Industries that serve people in person are at risk of being left for dead as the pandemic grinds on into the fall.
The situation facing restaurants, bars, gyms, movie theaters, and other such businesses is far more dire than that of the economy as a whole.
Overall unemployment is at 8.4% and trending down — very bad, but not the apocalypse once feared. And some sectors and industries, such as housing and grocery stores, are holding up well or performing during the pandemic.
But places where people gather for fun and recreation are in big trouble. They will be the first to lose business or to be shut down by authorities amid virus outbreaks because time and money spent at those places are thought of as discretionary.
The hospitality and entertainment sectors face the prospect of the pandemic and government restrictions stretching into the fall and winter, depriving them even of the possibility of moving business outdoors.
“Spending on services that typically require people to gather closely, including travel and hospitality, is still quite weak,” Federal Reserve Chairman Jerome Powell noted Wednesday.
At the same time, it’s been months since Congress extended aid.
A coalition of gyms, theaters, and venues warned Thursday that those industries couldn’t hold on much longer.
“You must act NOW. Please do not abandon us. We cannot wait for more assistance,” the groups wrote in a letter to Congress signed by the International Health, Racquet, and Sportsclub Association, the League of Historic American Theaters Live Events Coalition, and the National Association of Theatre Owners, among other groups.
Movie theaters have begun reopening, but sales remain less than a quarter of what they would be during normal times, according to Box Office Mojo, despite the release of the highly anticipated Christopher Nolan film Tenet.
Similarly, restaurants are in bad shape because the coronavirus is thought to spread easily in crowded indoor spaces.
“We’re a very social-facing industry, and that is usually our greatest asset, but during the pandemic, that has become our greatest liability,” said Sean Kennedy, the executive vice president for public affairs at the National Restaurant Association.
Through August, restaurant and bar employment was down 2.5 million from before the pandemic, according to the Bureau of Labor Statistics.
Millions of workers have already gone back to work at restaurants. But the industry is at huge risk, especially in the absence of more aid from Congress. Restaurant-going is down by 20% to 60% across the country, according to real-time data from OpenTable. Yet, the business model for restaurants is to operate at full capacity.
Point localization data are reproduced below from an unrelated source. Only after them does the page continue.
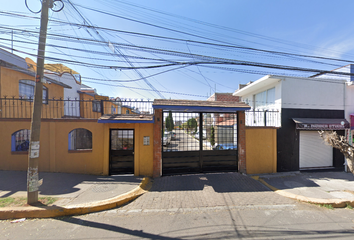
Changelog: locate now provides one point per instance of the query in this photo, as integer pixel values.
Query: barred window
(26, 90)
(20, 140)
(80, 139)
(96, 106)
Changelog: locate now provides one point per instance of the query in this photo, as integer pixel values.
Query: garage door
(313, 152)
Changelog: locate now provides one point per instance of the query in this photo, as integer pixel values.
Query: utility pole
(33, 155)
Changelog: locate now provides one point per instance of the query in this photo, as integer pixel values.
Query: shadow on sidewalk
(221, 183)
(12, 182)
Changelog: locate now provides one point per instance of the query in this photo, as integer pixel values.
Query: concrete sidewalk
(81, 194)
(76, 193)
(330, 188)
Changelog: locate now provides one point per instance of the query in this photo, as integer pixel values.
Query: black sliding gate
(199, 142)
(121, 151)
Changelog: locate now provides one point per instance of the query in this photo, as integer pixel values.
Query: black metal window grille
(20, 140)
(72, 108)
(199, 131)
(26, 90)
(80, 139)
(122, 139)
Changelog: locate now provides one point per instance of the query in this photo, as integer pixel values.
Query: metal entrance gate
(199, 142)
(121, 151)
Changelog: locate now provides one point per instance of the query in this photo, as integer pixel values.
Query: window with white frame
(26, 90)
(96, 106)
(265, 99)
(20, 140)
(80, 139)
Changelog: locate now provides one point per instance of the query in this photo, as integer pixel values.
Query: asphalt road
(214, 206)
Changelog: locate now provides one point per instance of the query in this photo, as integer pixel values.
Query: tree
(169, 122)
(212, 136)
(339, 142)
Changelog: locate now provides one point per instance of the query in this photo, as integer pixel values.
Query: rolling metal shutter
(313, 152)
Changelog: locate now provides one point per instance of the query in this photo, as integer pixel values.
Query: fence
(263, 118)
(72, 108)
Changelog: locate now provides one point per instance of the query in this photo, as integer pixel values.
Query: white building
(306, 105)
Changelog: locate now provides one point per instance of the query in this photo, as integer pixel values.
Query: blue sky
(316, 28)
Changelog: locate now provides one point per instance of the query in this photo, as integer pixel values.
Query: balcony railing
(72, 108)
(263, 118)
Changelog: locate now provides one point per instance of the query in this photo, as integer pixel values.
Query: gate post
(241, 141)
(157, 161)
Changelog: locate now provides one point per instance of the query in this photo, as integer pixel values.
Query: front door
(121, 153)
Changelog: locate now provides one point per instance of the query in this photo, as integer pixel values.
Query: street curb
(55, 211)
(335, 203)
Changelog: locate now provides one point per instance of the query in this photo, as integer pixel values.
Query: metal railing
(73, 108)
(263, 118)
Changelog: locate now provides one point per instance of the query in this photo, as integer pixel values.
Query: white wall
(349, 99)
(311, 93)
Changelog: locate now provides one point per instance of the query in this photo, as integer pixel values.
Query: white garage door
(313, 152)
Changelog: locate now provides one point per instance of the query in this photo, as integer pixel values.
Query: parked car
(225, 146)
(166, 139)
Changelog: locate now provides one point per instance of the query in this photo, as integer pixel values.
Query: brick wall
(241, 128)
(157, 161)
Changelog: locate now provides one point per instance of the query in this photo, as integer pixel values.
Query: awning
(321, 123)
(199, 106)
(126, 118)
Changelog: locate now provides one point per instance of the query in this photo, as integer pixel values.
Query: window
(122, 139)
(80, 139)
(113, 110)
(20, 140)
(96, 106)
(26, 90)
(265, 99)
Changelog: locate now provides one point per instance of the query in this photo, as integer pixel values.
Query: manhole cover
(342, 194)
(103, 188)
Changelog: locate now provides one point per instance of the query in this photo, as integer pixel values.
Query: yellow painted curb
(335, 203)
(55, 211)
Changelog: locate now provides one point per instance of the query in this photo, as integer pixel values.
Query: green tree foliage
(212, 136)
(169, 122)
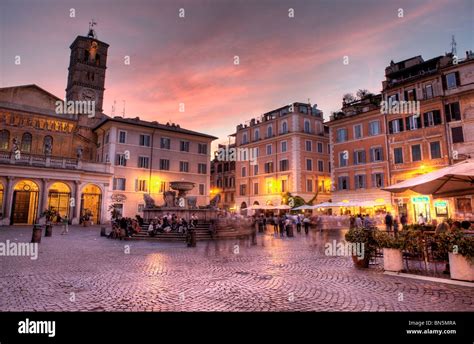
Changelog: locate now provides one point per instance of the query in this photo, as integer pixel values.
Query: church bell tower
(87, 65)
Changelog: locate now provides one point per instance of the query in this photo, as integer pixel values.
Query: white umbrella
(304, 207)
(455, 180)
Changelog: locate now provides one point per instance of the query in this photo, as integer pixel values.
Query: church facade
(59, 160)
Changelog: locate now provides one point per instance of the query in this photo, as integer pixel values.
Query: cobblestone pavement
(83, 271)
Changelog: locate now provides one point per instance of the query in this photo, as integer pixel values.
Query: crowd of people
(285, 224)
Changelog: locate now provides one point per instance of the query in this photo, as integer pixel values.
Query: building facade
(65, 157)
(283, 151)
(358, 137)
(436, 135)
(144, 157)
(223, 179)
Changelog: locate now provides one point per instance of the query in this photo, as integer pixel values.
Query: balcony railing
(37, 160)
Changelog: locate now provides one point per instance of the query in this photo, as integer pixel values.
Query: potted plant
(86, 218)
(49, 215)
(392, 247)
(365, 238)
(460, 250)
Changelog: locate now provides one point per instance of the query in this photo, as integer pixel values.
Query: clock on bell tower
(87, 65)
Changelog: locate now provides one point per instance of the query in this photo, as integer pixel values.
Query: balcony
(34, 160)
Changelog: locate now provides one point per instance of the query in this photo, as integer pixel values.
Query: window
(393, 98)
(165, 143)
(410, 95)
(428, 92)
(343, 183)
(145, 140)
(244, 139)
(341, 135)
(395, 126)
(164, 164)
(307, 127)
(359, 181)
(269, 149)
(452, 80)
(119, 184)
(48, 145)
(435, 150)
(26, 141)
(359, 157)
(358, 131)
(141, 185)
(320, 166)
(120, 160)
(457, 134)
(343, 158)
(284, 165)
(432, 118)
(122, 136)
(202, 168)
(284, 183)
(398, 155)
(413, 122)
(143, 162)
(184, 146)
(452, 111)
(374, 128)
(269, 167)
(376, 154)
(377, 180)
(202, 148)
(415, 153)
(184, 166)
(269, 131)
(320, 147)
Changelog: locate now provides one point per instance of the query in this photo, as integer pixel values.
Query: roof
(138, 122)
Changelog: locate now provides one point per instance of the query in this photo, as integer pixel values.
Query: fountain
(179, 204)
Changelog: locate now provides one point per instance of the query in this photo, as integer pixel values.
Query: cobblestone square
(82, 271)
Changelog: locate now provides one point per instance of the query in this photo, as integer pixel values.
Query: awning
(455, 180)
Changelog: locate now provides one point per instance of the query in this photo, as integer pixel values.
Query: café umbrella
(455, 180)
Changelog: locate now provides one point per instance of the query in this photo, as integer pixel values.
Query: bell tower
(87, 65)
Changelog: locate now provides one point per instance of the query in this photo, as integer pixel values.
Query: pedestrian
(65, 225)
(421, 219)
(388, 222)
(306, 222)
(403, 221)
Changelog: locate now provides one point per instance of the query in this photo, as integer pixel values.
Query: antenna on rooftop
(453, 46)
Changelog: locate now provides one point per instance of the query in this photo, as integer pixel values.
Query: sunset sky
(191, 60)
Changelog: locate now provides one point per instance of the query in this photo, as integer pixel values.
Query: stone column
(43, 201)
(77, 203)
(8, 201)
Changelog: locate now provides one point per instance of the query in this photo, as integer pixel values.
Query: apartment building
(359, 154)
(146, 156)
(291, 149)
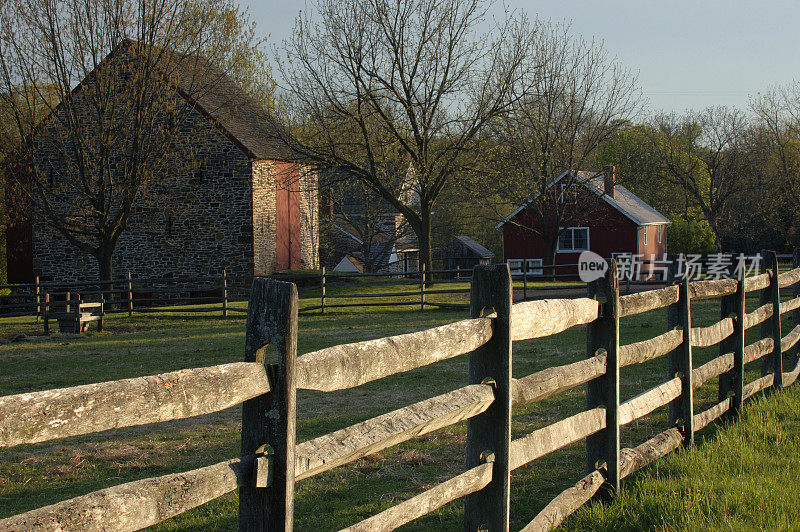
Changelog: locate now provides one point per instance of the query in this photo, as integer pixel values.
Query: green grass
(35, 475)
(740, 478)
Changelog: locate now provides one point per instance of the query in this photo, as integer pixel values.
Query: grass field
(743, 478)
(35, 475)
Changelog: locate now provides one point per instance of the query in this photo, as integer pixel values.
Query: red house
(609, 220)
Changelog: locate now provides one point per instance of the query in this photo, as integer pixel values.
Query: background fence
(271, 462)
(213, 293)
(151, 294)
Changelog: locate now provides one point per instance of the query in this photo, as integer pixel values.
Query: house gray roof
(476, 248)
(624, 201)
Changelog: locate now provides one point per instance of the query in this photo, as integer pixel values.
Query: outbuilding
(611, 221)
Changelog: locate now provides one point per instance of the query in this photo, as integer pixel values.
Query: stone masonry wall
(189, 223)
(264, 224)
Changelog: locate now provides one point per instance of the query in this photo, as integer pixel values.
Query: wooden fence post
(102, 313)
(322, 288)
(603, 335)
(681, 410)
(489, 434)
(76, 314)
(224, 294)
(422, 287)
(38, 299)
(773, 362)
(796, 313)
(266, 501)
(525, 280)
(731, 384)
(45, 312)
(130, 296)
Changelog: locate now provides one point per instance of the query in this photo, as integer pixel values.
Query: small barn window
(573, 239)
(569, 193)
(198, 175)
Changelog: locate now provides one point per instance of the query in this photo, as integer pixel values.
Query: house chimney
(609, 180)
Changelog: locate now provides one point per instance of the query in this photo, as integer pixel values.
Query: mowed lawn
(35, 475)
If the virus dissuades people from dining, or governments forbid them from doing so, many eateries will fail.
Restaurants operate on thin margins and can’t survive the loss of good days in the spring and summer, Kennedy said. Furthermore, as the weather gets colder, restaurants in northern states will empty out if diners aren’t allowed inside. “You can do blankets and heaters for so long, but soon, people are just not going to be dining out as much,” he said.
In other words, time is running out for many restaurants that have been able to survive through the summer months through a combination of spending down savings, relying on government help, and hustling for takeout orders and setting up outdoor dining.
The top request of restaurants, Kennedy said, is another round of the Payroll Protection Program, originally set up by the March CARES Act coronavirus package. The program effectively picked up the tab for payroll for eligible businesses, but it expired in August and has not been reupped.
The prospects for relief legislation are murky. Both Republicans and Democrats favor more aid for industries, but talks have foundered on the question of aid to states and cities. It is possible that Congress leaves before the election without passing a bill.
Most immediately, perhaps, the airline industry faces mass layoffs in October without help.
Airline executives visited the White House Thursday to plead for an extension of aid. The CARES Act provided the industry $25 billion in aid as long as no workers were furloughed before Oct. 1. With that deadline less than two weeks away, roughly 30,000 airline jobs are currently at risk.
The airlines’ dependence on the federal government is near-complete, as their customers are not coming back any time soon. Daily traveler throughput is still off last years’ levels by about two-thirds, according to Transportation Security Administration data.
“The whole travel ecosystem is really in a catastrophic position,” said Tori Emerson Barnes, the executive vice president of public affairs and policy at the U.S. Travel Association.
“Without the ability to drive demand like we need to, we need Congress to help,” she said.